Pero, como había encontrado la llave, allá estaba, en la cama de él, comenzando a temblar de impaciencia y emoción. Y de pronto una terrible idea cruzó por la mente de Empire McKinley: ¿y si Scott Maning la rechazaba? ¡Oh, cielos!
Aunque seguramente, no, porque era todo un sinvergüenza al que le gustaban demasiado las mujeres. ¡Si debían gustarle que las llevaba a pares a su apartamento! Pero eso se había acabado. Bueno, ella tenía que conseguirlo como fuese, tenía que apartarlo de tanta golfita divertida. ¡Ya basta de espiarlo con el telescopio desde su ventana! A ver: ¿acaso no lo había llamado por lo de Silvan Wallen aprovechando esto como pretexto? Sí, se había apresurado a aprovechar la ocasión, y luego se había comportado como una tonta, cuando ya lo tenía a su alcance.
Cuando él le tocó las rodillas de aquel modo tan confianzudo y simpático, ¿acaso no debió ella de aceptarlo…, y además sonreírle? Y entonces ya se habría puesto todo en marcha. ¡Qué estúpida había sido! Y todavía más estúpida cuando aceptó que él la llevara a un hotel, teniendo al otro lado de la manzana su confortable apartamento.
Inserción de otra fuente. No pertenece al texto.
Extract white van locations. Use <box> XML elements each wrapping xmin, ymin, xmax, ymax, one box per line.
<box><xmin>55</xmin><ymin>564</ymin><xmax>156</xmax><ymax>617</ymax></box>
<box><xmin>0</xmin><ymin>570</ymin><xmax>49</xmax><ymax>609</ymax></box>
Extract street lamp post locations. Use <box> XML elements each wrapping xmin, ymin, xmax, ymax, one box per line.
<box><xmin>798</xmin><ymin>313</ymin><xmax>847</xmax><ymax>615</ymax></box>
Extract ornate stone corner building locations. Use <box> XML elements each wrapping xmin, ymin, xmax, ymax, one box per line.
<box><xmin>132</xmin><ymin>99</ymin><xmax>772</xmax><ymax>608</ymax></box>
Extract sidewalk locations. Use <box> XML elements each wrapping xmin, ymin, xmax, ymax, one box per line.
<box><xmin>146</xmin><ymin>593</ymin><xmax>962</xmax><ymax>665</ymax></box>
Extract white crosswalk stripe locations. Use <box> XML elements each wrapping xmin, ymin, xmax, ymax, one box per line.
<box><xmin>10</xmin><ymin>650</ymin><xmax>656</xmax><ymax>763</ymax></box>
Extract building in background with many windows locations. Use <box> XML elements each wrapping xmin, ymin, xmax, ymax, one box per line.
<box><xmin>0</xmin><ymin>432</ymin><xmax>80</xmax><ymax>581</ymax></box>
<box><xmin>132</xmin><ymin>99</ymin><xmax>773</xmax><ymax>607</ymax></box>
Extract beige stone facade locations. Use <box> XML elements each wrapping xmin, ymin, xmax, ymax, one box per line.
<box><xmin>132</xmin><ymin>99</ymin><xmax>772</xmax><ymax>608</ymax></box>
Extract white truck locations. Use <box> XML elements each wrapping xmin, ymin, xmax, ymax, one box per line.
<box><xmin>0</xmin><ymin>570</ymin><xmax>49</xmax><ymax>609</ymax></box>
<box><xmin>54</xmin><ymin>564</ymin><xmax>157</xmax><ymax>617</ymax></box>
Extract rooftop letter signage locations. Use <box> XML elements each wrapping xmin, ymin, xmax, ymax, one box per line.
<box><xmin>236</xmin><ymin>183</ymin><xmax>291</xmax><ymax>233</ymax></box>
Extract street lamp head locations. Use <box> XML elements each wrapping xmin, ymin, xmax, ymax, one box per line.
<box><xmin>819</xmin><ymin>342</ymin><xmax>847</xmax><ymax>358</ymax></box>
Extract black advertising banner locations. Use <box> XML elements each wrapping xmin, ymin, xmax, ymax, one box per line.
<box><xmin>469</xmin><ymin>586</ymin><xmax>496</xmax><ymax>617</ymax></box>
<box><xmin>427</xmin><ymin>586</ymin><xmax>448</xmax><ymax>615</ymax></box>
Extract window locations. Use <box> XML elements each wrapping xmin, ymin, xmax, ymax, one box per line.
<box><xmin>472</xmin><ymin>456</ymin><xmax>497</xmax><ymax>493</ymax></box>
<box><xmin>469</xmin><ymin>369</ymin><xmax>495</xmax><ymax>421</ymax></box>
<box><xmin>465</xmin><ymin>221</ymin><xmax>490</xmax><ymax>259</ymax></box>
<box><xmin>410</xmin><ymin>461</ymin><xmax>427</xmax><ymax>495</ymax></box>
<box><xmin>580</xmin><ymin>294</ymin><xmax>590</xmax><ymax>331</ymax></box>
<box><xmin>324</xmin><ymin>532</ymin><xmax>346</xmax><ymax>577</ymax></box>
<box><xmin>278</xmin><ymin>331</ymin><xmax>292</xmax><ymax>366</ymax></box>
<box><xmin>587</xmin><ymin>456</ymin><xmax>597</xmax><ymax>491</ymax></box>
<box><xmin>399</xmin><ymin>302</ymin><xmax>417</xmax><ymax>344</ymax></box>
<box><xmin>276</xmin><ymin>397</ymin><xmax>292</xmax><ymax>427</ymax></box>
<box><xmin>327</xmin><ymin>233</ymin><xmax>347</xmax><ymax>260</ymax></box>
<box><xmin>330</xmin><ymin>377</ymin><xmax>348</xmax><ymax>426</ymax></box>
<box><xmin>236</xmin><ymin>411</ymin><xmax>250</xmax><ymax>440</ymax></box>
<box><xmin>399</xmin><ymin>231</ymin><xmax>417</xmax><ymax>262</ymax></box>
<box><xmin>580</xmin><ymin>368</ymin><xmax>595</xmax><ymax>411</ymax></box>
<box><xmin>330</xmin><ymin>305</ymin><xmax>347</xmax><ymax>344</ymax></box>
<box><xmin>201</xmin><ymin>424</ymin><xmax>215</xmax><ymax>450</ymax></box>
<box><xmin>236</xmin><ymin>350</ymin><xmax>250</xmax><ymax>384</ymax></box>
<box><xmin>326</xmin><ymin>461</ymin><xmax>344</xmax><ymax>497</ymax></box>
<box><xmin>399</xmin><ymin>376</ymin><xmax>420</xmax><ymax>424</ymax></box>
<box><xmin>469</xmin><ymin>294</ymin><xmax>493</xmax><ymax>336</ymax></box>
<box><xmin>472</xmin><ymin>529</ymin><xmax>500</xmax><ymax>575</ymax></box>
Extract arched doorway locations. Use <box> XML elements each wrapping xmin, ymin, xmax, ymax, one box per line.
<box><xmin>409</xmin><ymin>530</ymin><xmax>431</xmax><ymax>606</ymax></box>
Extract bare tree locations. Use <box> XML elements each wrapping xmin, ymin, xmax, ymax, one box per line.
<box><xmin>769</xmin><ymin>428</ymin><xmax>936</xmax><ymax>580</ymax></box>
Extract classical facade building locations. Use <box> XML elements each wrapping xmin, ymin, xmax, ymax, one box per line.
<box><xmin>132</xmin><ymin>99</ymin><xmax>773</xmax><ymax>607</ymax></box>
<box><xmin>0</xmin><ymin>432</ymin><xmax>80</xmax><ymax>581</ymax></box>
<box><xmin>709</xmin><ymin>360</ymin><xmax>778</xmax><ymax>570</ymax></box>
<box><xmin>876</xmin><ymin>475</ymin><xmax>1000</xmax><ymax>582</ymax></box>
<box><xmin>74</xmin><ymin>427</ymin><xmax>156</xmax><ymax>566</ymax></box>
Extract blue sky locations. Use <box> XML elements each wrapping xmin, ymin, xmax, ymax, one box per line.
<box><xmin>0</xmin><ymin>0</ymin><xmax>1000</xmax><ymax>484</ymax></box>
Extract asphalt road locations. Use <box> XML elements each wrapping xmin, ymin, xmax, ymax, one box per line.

Pero así son las cosas. Solo cuando, de pronto, se encontró sola en la acera frente al hotel, se dio cuenta de que estaba dispuesta a todo con tal de no alejarse de Scott Maning. Es decir, ya lo barruntaba desde que había empezado a espiarle y a pensar cómo podía hacer contacto con él, pero justo al quedarse allí sola lo admitió de una vez por todas. Así que, ¡al demonio las actitudes de pacotilla! Ni siquiera llegó a entrar en el hotel: llamó un taxi, y se hizo llevar a North West Imperial Terrace, al apartamento de él.
¡Y allí estaba! ¡Y él estaba a punto de entrar en el dormitorio, verla, y…!
Scott Maning apareció en la puerta del dormitorio.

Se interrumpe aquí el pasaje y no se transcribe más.